Re: [lustre-discuss] Avoiding system cache when using ssd pfl extent

2022-05-20 Thread Andreas Dilger via lustre-discuss
Ake,
in this particular case I can answer your question in detail.

Before SFAOS 12.1 (IIRC) the /sys/block/*/queue/rotational setting is set from 
userspace at mount time via a udev script, and the Lustre detection of 
"rotational=0" could be racy.  Newer versions of SFAOS (12.1+) set the 
rotational state in the SCSI VPD page and this is detected directly by the 
kernel.

For EXAScaler systems that may be running older SFAOS releases, there was a 
patch made (included in 2.12.6-ddn72/EXA5.2.5) that revalidates the rotational 
device state occasionally in case it has been modified after mount time, and 
uses that to update the read_cache_enable and writethrough_cache_enable 
tunables *if they have not been explicitly set*.
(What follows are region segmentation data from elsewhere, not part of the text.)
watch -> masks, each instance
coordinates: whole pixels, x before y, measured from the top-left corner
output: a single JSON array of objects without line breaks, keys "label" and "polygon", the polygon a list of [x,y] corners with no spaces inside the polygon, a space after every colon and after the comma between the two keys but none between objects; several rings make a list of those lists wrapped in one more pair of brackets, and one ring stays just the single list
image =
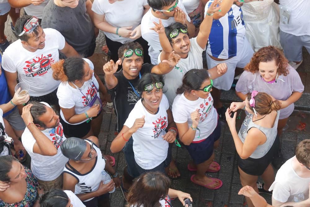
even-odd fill
[{"label": "watch", "polygon": [[114,174],[112,175],[112,176],[113,178],[116,178],[118,176],[118,173],[117,173],[117,172],[115,172],[115,173],[114,173]]}]

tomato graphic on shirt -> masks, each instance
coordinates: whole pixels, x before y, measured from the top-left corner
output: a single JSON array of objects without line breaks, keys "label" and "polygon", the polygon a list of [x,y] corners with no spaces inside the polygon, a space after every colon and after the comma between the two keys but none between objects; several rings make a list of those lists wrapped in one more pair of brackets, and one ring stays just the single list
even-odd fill
[{"label": "tomato graphic on shirt", "polygon": [[167,128],[168,126],[168,120],[166,116],[162,118],[161,116],[157,120],[153,122],[152,123],[154,124],[154,128],[153,129],[154,136],[152,136],[152,137],[154,137],[154,139],[156,139],[163,131]]}]

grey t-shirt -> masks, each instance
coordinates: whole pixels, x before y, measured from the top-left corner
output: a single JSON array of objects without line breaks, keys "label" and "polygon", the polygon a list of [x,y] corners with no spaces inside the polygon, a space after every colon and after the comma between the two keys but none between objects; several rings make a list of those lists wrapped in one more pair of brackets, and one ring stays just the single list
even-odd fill
[{"label": "grey t-shirt", "polygon": [[78,6],[72,8],[59,7],[51,0],[43,11],[41,23],[42,28],[59,31],[67,42],[83,56],[95,38],[94,24],[86,12],[85,1],[79,0]]}]

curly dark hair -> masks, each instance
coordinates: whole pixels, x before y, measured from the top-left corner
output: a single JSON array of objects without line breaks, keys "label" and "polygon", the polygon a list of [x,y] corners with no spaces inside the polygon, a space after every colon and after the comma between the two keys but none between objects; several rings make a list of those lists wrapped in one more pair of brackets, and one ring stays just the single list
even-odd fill
[{"label": "curly dark hair", "polygon": [[250,62],[244,67],[244,70],[254,73],[259,71],[258,66],[261,62],[270,62],[276,61],[279,64],[277,70],[278,74],[286,76],[289,73],[287,66],[288,61],[280,50],[273,46],[262,47],[253,55]]}]

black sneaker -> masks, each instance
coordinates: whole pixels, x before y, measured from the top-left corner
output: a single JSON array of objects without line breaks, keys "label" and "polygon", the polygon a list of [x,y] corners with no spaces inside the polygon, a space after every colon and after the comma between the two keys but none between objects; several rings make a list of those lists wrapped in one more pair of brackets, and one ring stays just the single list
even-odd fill
[{"label": "black sneaker", "polygon": [[272,191],[269,191],[264,189],[264,185],[265,183],[264,182],[257,182],[256,184],[257,185],[257,188],[258,188],[258,191],[260,193],[266,193],[269,195],[272,195]]},{"label": "black sneaker", "polygon": [[226,115],[225,115],[225,113],[226,113],[226,111],[227,110],[227,108],[226,108],[224,105],[221,108],[219,109],[216,109],[217,113],[219,114],[219,117],[222,120],[225,121],[226,121]]}]

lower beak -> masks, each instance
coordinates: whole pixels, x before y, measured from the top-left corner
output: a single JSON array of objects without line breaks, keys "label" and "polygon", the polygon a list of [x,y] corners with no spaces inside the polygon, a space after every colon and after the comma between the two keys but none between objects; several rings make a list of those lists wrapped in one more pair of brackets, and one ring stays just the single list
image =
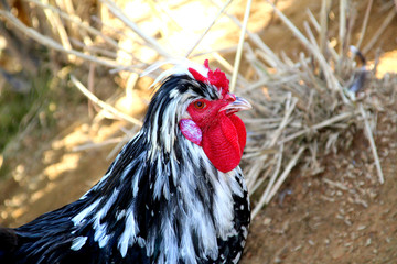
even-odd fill
[{"label": "lower beak", "polygon": [[236,100],[221,108],[219,111],[226,111],[226,113],[229,114],[251,108],[253,106],[246,99],[244,99],[243,97],[236,97]]}]

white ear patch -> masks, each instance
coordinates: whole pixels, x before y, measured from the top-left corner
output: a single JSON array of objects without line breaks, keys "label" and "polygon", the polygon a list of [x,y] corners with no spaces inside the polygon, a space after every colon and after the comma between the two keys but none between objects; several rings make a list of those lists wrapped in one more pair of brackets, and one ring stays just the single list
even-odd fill
[{"label": "white ear patch", "polygon": [[198,125],[191,119],[182,119],[180,121],[182,134],[194,144],[202,145],[203,132]]}]

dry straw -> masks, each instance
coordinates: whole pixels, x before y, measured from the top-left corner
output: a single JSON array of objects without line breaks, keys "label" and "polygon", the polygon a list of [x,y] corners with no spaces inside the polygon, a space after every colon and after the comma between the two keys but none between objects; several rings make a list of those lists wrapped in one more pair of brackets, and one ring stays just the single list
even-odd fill
[{"label": "dry straw", "polygon": [[[64,2],[69,1],[65,0]],[[321,165],[318,161],[319,154],[348,146],[354,136],[354,127],[363,128],[365,131],[365,135],[371,143],[378,180],[384,183],[369,125],[373,119],[371,112],[373,106],[365,97],[358,101],[356,100],[357,92],[363,91],[364,80],[368,81],[372,76],[367,72],[364,62],[361,67],[357,67],[354,57],[360,53],[356,50],[353,50],[353,54],[348,56],[347,47],[351,40],[351,30],[347,29],[347,20],[352,19],[348,18],[352,13],[350,12],[352,8],[348,4],[350,1],[340,1],[337,51],[328,38],[330,35],[328,21],[331,7],[330,0],[321,1],[320,22],[316,21],[315,15],[310,10],[307,12],[309,22],[303,23],[304,33],[298,30],[297,25],[272,2],[267,1],[272,7],[275,14],[289,29],[290,34],[296,36],[304,47],[298,59],[293,61],[286,54],[281,54],[281,56],[275,54],[266,45],[266,41],[264,42],[258,34],[247,30],[250,1],[247,2],[243,24],[226,11],[232,1],[226,1],[222,7],[214,3],[218,8],[218,13],[213,18],[206,30],[197,36],[194,45],[185,47],[186,52],[184,53],[185,56],[190,57],[203,54],[212,55],[215,61],[224,66],[226,72],[233,73],[232,86],[234,87],[234,84],[236,84],[238,89],[236,92],[247,97],[254,105],[254,110],[244,117],[247,123],[248,142],[243,164],[250,194],[253,197],[257,197],[253,202],[253,217],[275,197],[288,176],[291,175],[293,168],[297,167],[297,164],[311,168],[312,174],[321,172]],[[76,15],[75,10],[71,10],[71,7],[73,9],[72,2],[65,4],[68,7],[67,10],[43,1],[29,0],[29,2],[36,9],[43,10],[49,20],[53,18],[55,26],[53,35],[44,35],[37,29],[26,26],[10,11],[0,10],[0,16],[12,24],[14,29],[42,45],[62,54],[73,55],[83,61],[106,66],[114,74],[119,72],[140,73],[147,65],[153,63],[133,56],[132,54],[139,54],[139,52],[126,51],[119,44],[119,40],[128,37],[131,32],[135,34],[137,43],[140,43],[142,47],[150,47],[158,54],[158,59],[173,56],[160,44],[162,40],[148,35],[111,0],[101,0],[101,9],[112,13],[125,25],[121,32],[115,31],[112,34],[106,34],[104,30],[90,25],[87,21],[82,21]],[[357,47],[362,45],[372,3],[373,0],[369,0],[360,40],[356,43]],[[172,8],[157,7],[157,4],[159,3],[151,2],[151,7],[154,9],[153,13],[165,12],[164,15],[169,15],[168,13]],[[229,18],[230,23],[240,29],[240,41],[237,47],[233,46],[193,54],[192,52],[200,45],[203,37],[222,15]],[[395,10],[386,16],[383,25],[372,41],[366,44],[364,51],[368,51],[374,45],[376,38],[394,16]],[[99,20],[94,18],[93,21]],[[99,22],[104,29],[108,28],[106,26],[107,21]],[[176,22],[173,21],[173,23]],[[176,25],[179,29],[183,29],[183,25]],[[74,40],[71,41],[72,37],[65,36],[65,26],[77,29],[76,32],[85,32],[85,34],[81,33],[79,36],[74,36]],[[115,37],[115,34],[117,37]],[[286,34],[289,33],[286,32]],[[95,45],[95,40],[100,40],[103,45]],[[236,52],[234,66],[224,56],[229,52]],[[126,63],[126,59],[120,59],[120,54],[127,56],[129,63]],[[67,58],[69,62],[75,59],[71,56]],[[239,68],[240,59],[247,65],[244,70]],[[248,73],[250,73],[249,76]],[[137,81],[136,77],[137,74],[135,74],[135,81]],[[136,128],[141,124],[141,121],[99,100],[73,76],[72,81],[89,100],[104,111],[111,113],[114,118],[124,119],[136,125]],[[122,141],[125,140],[124,138]],[[115,140],[104,144],[110,143],[115,143]],[[82,146],[82,148],[87,147],[98,147],[98,145]],[[332,184],[330,180],[326,183]]]}]

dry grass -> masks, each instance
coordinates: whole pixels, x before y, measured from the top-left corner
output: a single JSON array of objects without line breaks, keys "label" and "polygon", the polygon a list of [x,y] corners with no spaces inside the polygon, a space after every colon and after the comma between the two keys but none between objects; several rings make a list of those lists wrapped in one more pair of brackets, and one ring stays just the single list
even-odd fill
[{"label": "dry grass", "polygon": [[[47,19],[55,18],[54,21],[63,23],[55,23],[52,34],[45,35],[39,29],[26,26],[9,11],[0,10],[0,16],[36,42],[66,54],[69,63],[78,63],[79,59],[89,61],[110,68],[111,73],[120,73],[125,78],[137,78],[137,73],[141,73],[154,61],[173,56],[160,44],[162,36],[148,35],[111,0],[101,0],[99,9],[119,20],[124,25],[118,28],[120,32],[109,33],[106,26],[108,21],[100,21],[103,26],[98,29],[88,21],[79,19],[73,10],[36,0],[29,2],[35,9],[44,11]],[[353,12],[347,1],[340,1],[337,51],[326,37],[330,34],[328,29],[330,0],[322,1],[319,21],[308,11],[309,22],[303,24],[304,32],[299,31],[272,2],[268,1],[277,16],[305,48],[296,62],[285,54],[276,55],[256,33],[247,30],[250,1],[247,2],[243,24],[227,12],[226,8],[229,3],[230,1],[227,1],[223,7],[218,7],[217,15],[204,33],[197,36],[194,45],[187,48],[185,56],[203,55],[203,53],[193,54],[193,51],[222,14],[225,13],[232,23],[240,28],[242,37],[237,47],[212,52],[207,56],[212,56],[228,73],[233,73],[232,88],[236,84],[237,92],[254,105],[254,110],[245,116],[248,143],[244,156],[248,188],[250,194],[257,197],[254,201],[253,216],[255,217],[278,193],[297,164],[308,168],[307,172],[312,175],[322,172],[319,155],[348,147],[356,128],[365,130],[373,150],[379,183],[384,183],[372,133],[374,130],[372,109],[378,106],[365,96],[364,89],[365,84],[375,78],[374,70],[368,69],[363,59],[356,62],[355,57],[361,55],[358,52],[348,50],[354,43],[350,43],[352,29],[347,21],[352,19],[348,15]],[[354,44],[356,47],[362,45],[372,3],[373,1],[369,0],[360,41]],[[153,2],[151,7],[154,13],[163,12],[167,15],[163,6]],[[395,16],[395,10],[391,11],[378,33],[374,35],[374,41],[368,42],[364,51],[372,48],[373,43],[390,23]],[[183,29],[182,24],[176,26]],[[65,37],[62,33],[66,32],[65,28],[75,29],[75,35]],[[139,43],[133,51],[126,50],[120,44],[130,36],[131,32],[135,34],[133,40]],[[71,41],[72,38],[74,41]],[[151,50],[154,55],[149,58],[136,55],[144,48]],[[234,66],[223,56],[230,51],[236,52]],[[240,58],[248,65],[245,72],[239,68]],[[139,120],[100,101],[77,79],[72,78],[72,80],[96,106],[110,112],[112,117],[140,125]],[[85,147],[97,147],[97,145]]]}]

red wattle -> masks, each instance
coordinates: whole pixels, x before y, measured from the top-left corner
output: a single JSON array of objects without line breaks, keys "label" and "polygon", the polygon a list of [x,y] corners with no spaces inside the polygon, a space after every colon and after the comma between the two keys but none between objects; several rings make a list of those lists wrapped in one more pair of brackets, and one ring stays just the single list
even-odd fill
[{"label": "red wattle", "polygon": [[238,166],[246,144],[246,129],[237,116],[224,116],[218,122],[203,132],[203,150],[212,164],[227,173]]}]

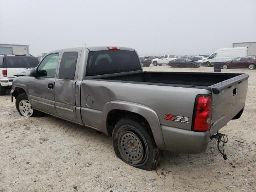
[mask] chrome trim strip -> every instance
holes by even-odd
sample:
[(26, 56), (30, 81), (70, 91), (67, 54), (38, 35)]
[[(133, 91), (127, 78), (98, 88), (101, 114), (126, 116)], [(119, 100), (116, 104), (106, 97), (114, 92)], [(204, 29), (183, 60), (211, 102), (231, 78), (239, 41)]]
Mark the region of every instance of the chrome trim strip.
[(42, 102), (42, 101), (38, 101), (37, 100), (35, 100), (34, 99), (31, 99), (31, 101), (35, 101), (36, 102), (37, 102), (39, 103), (41, 103), (42, 104), (44, 104), (46, 105), (47, 105), (48, 106), (50, 106), (50, 107), (54, 107), (54, 105), (52, 105), (51, 104), (49, 104), (48, 103), (45, 103), (44, 102)]
[(68, 109), (67, 108), (65, 108), (64, 107), (60, 107), (59, 106), (57, 106), (56, 105), (55, 105), (55, 107), (56, 108), (58, 108), (59, 109), (63, 109), (63, 110), (66, 110), (66, 111), (71, 111), (71, 112), (74, 112), (74, 108), (73, 109), (73, 110), (72, 110), (72, 109)]

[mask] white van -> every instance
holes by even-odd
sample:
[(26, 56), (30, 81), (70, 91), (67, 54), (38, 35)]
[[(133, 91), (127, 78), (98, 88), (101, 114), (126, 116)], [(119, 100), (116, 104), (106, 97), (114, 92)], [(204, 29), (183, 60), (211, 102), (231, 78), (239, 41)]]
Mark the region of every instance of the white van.
[(223, 62), (230, 61), (238, 57), (247, 57), (247, 47), (223, 48), (217, 50), (204, 60), (202, 65), (210, 67), (214, 64), (214, 62)]
[(0, 95), (11, 88), (14, 74), (35, 68), (38, 61), (31, 55), (0, 55)]

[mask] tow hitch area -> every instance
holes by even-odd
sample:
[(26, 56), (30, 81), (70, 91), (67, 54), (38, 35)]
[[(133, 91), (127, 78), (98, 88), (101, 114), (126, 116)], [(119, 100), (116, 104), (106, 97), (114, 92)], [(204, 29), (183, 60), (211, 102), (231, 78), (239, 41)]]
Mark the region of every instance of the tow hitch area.
[[(225, 134), (222, 134), (221, 133), (219, 133), (218, 131), (215, 134), (211, 136), (210, 138), (211, 140), (215, 139), (216, 141), (217, 141), (218, 149), (219, 150), (220, 152), (221, 153), (221, 154), (222, 155), (223, 158), (225, 160), (228, 159), (227, 155), (225, 154), (225, 152), (224, 152), (224, 145), (225, 143), (228, 142), (228, 136)], [(220, 142), (223, 143), (222, 150), (220, 148)]]

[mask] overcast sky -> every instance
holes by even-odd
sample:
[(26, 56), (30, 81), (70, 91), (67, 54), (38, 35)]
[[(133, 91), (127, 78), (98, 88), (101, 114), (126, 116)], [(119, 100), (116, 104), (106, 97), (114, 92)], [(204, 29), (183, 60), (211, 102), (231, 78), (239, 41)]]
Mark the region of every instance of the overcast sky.
[(140, 56), (210, 54), (256, 41), (256, 0), (0, 0), (0, 43), (35, 56), (97, 46)]

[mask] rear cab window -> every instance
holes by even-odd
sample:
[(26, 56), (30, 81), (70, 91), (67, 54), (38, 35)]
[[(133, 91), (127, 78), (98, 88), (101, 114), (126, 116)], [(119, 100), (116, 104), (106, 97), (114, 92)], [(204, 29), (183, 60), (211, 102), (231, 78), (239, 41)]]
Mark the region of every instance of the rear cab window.
[(141, 65), (134, 51), (90, 51), (88, 55), (86, 76), (140, 70)]
[(30, 56), (8, 56), (5, 60), (6, 68), (36, 68), (39, 63), (36, 58)]
[(73, 79), (75, 76), (77, 52), (65, 52), (63, 53), (59, 69), (59, 78)]
[(54, 53), (48, 55), (44, 58), (38, 67), (38, 76), (54, 78), (58, 56), (58, 53)]
[(4, 57), (0, 57), (0, 68), (3, 68), (3, 62), (4, 62)]

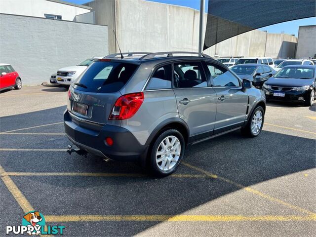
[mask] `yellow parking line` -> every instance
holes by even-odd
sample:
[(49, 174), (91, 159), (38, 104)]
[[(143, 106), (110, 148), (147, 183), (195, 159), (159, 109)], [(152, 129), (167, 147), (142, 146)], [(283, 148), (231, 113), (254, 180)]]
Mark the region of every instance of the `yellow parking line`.
[(306, 131), (305, 130), (298, 129), (296, 128), (293, 128), (293, 127), (284, 127), (284, 126), (280, 126), (279, 125), (273, 124), (271, 123), (268, 123), (265, 122), (265, 125), (269, 125), (269, 126), (274, 126), (275, 127), (281, 127), (282, 128), (285, 128), (286, 129), (293, 130), (294, 131), (297, 131), (298, 132), (306, 132), (307, 133), (311, 133), (312, 134), (316, 134), (316, 132), (310, 132), (309, 131)]
[[(91, 177), (143, 177), (147, 175), (139, 173), (91, 173), (91, 172), (7, 172), (10, 176), (91, 176)], [(171, 177), (174, 178), (208, 178), (203, 174), (173, 174)]]
[(242, 215), (66, 215), (45, 216), (47, 222), (88, 221), (316, 221), (316, 216), (242, 216)]
[(3, 168), (0, 165), (0, 174), (1, 179), (12, 194), (19, 205), (21, 207), (23, 212), (26, 213), (29, 211), (33, 211), (34, 208), (32, 206), (29, 201), (25, 198), (24, 195), (21, 193), (11, 178), (9, 177)]
[(4, 135), (65, 135), (65, 133), (41, 133), (41, 132), (6, 132)]
[(24, 151), (24, 152), (66, 152), (66, 149), (32, 149), (23, 148), (0, 148), (0, 151)]
[(302, 208), (302, 207), (300, 207), (299, 206), (295, 206), (294, 205), (292, 205), (291, 204), (288, 203), (284, 201), (282, 201), (282, 200), (280, 200), (279, 199), (276, 198), (274, 198), (272, 196), (270, 196), (268, 194), (261, 192), (260, 191), (252, 189), (251, 188), (246, 187), (244, 185), (242, 185), (242, 184), (238, 184), (238, 183), (234, 182), (232, 180), (230, 180), (228, 179), (226, 179), (226, 178), (220, 177), (215, 174), (212, 174), (208, 171), (206, 171), (206, 170), (203, 170), (203, 169), (201, 169), (197, 166), (195, 166), (194, 165), (192, 165), (192, 164), (189, 164), (186, 162), (182, 161), (182, 163), (184, 165), (189, 168), (191, 168), (191, 169), (199, 171), (203, 174), (204, 174), (206, 175), (208, 175), (209, 177), (211, 177), (213, 178), (217, 178), (218, 179), (226, 182), (226, 183), (228, 183), (229, 184), (234, 185), (240, 189), (241, 189), (243, 190), (245, 190), (248, 192), (251, 193), (258, 196), (260, 196), (265, 199), (269, 200), (270, 201), (275, 202), (279, 204), (281, 204), (284, 206), (287, 206), (287, 207), (290, 209), (292, 209), (293, 210), (296, 210), (297, 211), (300, 211), (301, 212), (303, 212), (306, 214), (308, 214), (309, 215), (316, 215), (316, 213), (315, 213), (313, 212), (309, 211), (308, 210), (306, 210), (305, 209)]
[(316, 120), (316, 117), (315, 116), (305, 116), (305, 117), (311, 118), (311, 119)]
[[(60, 93), (60, 92), (63, 92), (64, 91), (60, 91), (60, 92), (50, 92), (49, 94), (51, 94), (52, 93)], [(47, 92), (37, 92), (37, 93), (30, 93), (29, 94), (15, 94), (14, 95), (2, 95), (1, 96), (0, 96), (0, 98), (3, 98), (3, 97), (9, 97), (11, 96), (21, 96), (23, 95), (40, 95), (41, 94), (47, 94)]]
[(8, 132), (16, 132), (17, 131), (21, 131), (22, 130), (30, 129), (31, 128), (36, 128), (37, 127), (44, 127), (45, 126), (50, 126), (51, 125), (60, 124), (61, 123), (63, 123), (63, 122), (54, 122), (53, 123), (49, 123), (48, 124), (43, 124), (43, 125), (39, 125), (38, 126), (34, 126), (34, 127), (25, 127), (24, 128), (19, 128), (18, 129), (11, 130), (10, 131), (5, 131), (4, 132), (0, 132), (0, 134), (3, 134), (3, 133), (8, 133)]

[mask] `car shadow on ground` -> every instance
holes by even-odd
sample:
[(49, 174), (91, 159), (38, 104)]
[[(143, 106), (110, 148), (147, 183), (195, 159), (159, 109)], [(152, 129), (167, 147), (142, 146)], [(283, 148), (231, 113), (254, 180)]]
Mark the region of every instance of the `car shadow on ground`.
[(12, 88), (10, 88), (9, 89), (5, 89), (4, 90), (2, 90), (1, 91), (0, 91), (0, 94), (4, 94), (6, 92), (8, 92), (9, 91), (11, 91), (11, 90), (14, 90), (15, 89), (13, 88), (13, 87)]
[[(62, 121), (64, 109), (63, 106), (1, 118), (1, 129), (8, 130), (8, 126), (19, 121), (28, 122), (11, 128), (60, 122)], [(62, 123), (27, 130), (63, 131)], [(63, 135), (0, 136), (1, 148), (14, 148), (19, 144), (16, 148), (63, 149), (69, 143)], [(29, 201), (44, 215), (174, 215), (194, 211), (202, 205), (211, 205), (212, 201), (241, 188), (233, 183), (210, 177), (169, 176), (158, 179), (144, 173), (134, 163), (106, 162), (90, 156), (86, 158), (77, 154), (69, 156), (66, 151), (4, 151), (1, 154), (1, 165), (7, 172), (127, 174), (126, 177), (12, 176)], [(314, 139), (267, 131), (250, 139), (236, 131), (190, 147), (184, 161), (247, 187), (315, 168), (315, 154)], [(180, 165), (176, 174), (201, 174), (185, 164)], [(135, 173), (145, 175), (128, 175)], [(220, 207), (230, 210), (232, 204), (223, 202)], [(245, 201), (244, 205), (251, 203)], [(269, 209), (273, 207), (267, 208)], [(92, 236), (132, 236), (159, 223), (105, 222), (102, 225), (82, 225), (84, 226), (82, 232), (78, 232), (80, 224), (70, 223), (77, 227), (69, 228), (67, 233), (74, 236), (78, 236), (79, 233), (80, 235), (84, 233)], [(95, 226), (98, 228), (95, 229)]]

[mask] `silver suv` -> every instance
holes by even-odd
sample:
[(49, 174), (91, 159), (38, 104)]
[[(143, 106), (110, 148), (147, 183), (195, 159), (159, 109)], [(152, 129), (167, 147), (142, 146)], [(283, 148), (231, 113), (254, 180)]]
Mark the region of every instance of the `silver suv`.
[(192, 52), (108, 55), (89, 66), (68, 97), (65, 129), (79, 149), (70, 146), (70, 153), (137, 161), (160, 176), (176, 170), (188, 145), (237, 129), (258, 136), (266, 109), (250, 81)]

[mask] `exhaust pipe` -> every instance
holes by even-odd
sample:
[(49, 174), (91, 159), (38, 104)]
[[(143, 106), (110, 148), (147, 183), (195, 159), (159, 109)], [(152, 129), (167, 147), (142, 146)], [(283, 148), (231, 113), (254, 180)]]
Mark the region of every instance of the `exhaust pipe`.
[(80, 156), (83, 156), (86, 158), (88, 152), (84, 150), (81, 149), (73, 149), (73, 146), (71, 145), (67, 146), (67, 153), (69, 155), (71, 155), (73, 152), (76, 152), (77, 154)]

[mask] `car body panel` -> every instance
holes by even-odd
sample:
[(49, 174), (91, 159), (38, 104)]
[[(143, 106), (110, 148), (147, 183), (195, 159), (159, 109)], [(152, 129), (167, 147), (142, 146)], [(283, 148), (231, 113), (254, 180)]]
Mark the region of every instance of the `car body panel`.
[[(213, 131), (216, 117), (217, 98), (212, 87), (174, 89), (180, 118), (195, 135)], [(188, 104), (180, 101), (188, 99)]]
[[(15, 81), (20, 76), (17, 72), (11, 72), (10, 69), (13, 68), (10, 64), (0, 64), (0, 89), (8, 89), (15, 86)], [(2, 75), (2, 73), (6, 74)]]
[(214, 87), (218, 99), (215, 130), (243, 123), (246, 118), (248, 94), (241, 87)]
[(136, 113), (130, 118), (122, 120), (120, 124), (143, 145), (159, 124), (179, 118), (173, 90), (145, 91), (144, 95), (144, 102)]

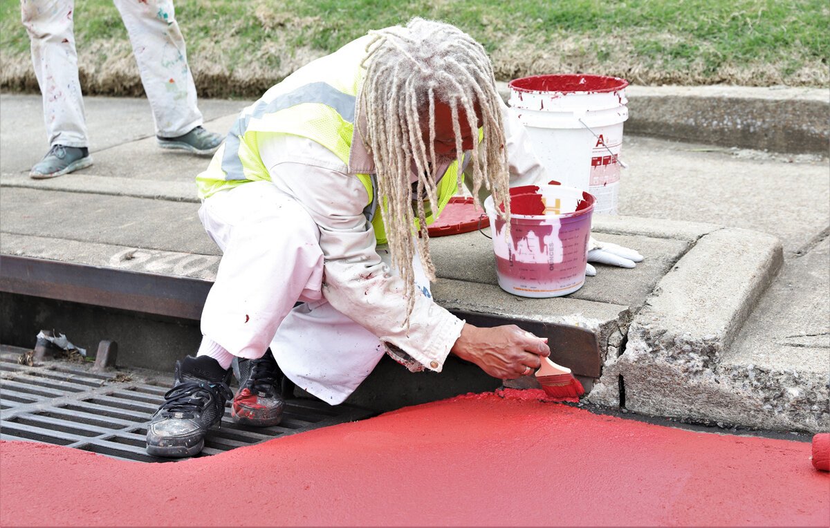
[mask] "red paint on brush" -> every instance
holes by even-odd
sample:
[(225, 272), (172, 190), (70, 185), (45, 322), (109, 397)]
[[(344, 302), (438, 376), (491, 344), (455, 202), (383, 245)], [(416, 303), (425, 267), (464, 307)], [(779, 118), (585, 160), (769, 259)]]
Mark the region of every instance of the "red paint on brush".
[(819, 433), (813, 437), (813, 467), (830, 471), (830, 433)]
[(542, 389), (551, 398), (570, 399), (577, 398), (585, 394), (585, 389), (579, 380), (572, 374), (557, 374), (556, 375), (536, 376)]
[[(0, 525), (830, 522), (830, 475), (808, 463), (807, 443), (661, 427), (544, 395), (462, 396), (176, 463), (0, 442)], [(95, 492), (34, 500), (38, 489)], [(528, 506), (529, 490), (544, 505)]]
[(524, 92), (589, 92), (592, 94), (610, 93), (621, 90), (628, 85), (628, 81), (619, 77), (605, 75), (583, 75), (564, 74), (556, 75), (533, 75), (515, 79), (510, 82), (510, 87), (518, 94), (520, 99)]

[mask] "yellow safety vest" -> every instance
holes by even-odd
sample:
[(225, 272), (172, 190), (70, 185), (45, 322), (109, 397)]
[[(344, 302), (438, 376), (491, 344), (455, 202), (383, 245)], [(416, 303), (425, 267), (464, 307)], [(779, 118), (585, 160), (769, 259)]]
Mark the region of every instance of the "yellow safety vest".
[[(259, 155), (260, 133), (281, 133), (308, 138), (348, 165), (354, 131), (354, 104), (365, 72), (360, 63), (369, 41), (369, 36), (364, 36), (310, 62), (242, 110), (208, 169), (196, 177), (199, 197), (204, 199), (248, 182), (271, 181)], [(435, 220), (458, 191), (457, 172), (456, 161), (438, 182), (437, 208), (427, 217), (427, 225)], [(369, 194), (364, 214), (374, 228), (378, 244), (384, 244), (383, 208), (377, 206), (380, 201), (375, 196), (374, 176), (358, 174), (357, 177)]]

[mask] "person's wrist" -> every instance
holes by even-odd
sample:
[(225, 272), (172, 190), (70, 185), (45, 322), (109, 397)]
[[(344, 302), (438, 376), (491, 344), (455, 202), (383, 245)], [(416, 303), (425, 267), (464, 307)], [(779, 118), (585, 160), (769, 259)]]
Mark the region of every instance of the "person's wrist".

Until you update to a newer EXA and/or SFAOS, you can explicitly tune 
osd-ldiskfs.*.read_cache_enable=0 and ...writethrough_cache_enable=0, using a 
wildcard "*" if all of the OSTs/MDTs are flash based.  If you have a hybrid 
NVMe/HDD system, you can explicitly select a subset of OST/MDT devices to 
disable the caches.

Cheers, Andreas

On May 20, 2022, at 02:49, Åke Sandgren 
mailto:ake.sandg...@hpc2n.umu.se>> wrote:
On 5/20/22 09:53, Andreas Dilger via lustre-discuss wrote:
To elaborate a bit on Patrick's answer, there is no mechanism to do this on the 
*client*, because the performance difference between client RAM and server 
storage is still fairly significant, especially if the application is doing 
sub-page read or write operations.
However, on the *server* the OSS and MDS will *not* put flash storage into the 
page cache, because using the kernel page cache has a measurable overhead, and 
(at least in our testing) the performance of NVMe IOPS is actually better 
*without* the page cache because more CPU is available to handle RPCs.  This is 
controlled on the server with 
osd-ldiskfs.*.{read_cache_enable,writethrough_cache_enable}, default to 0 if 
the block device is non-rotational, default to 1 if block device is rotational.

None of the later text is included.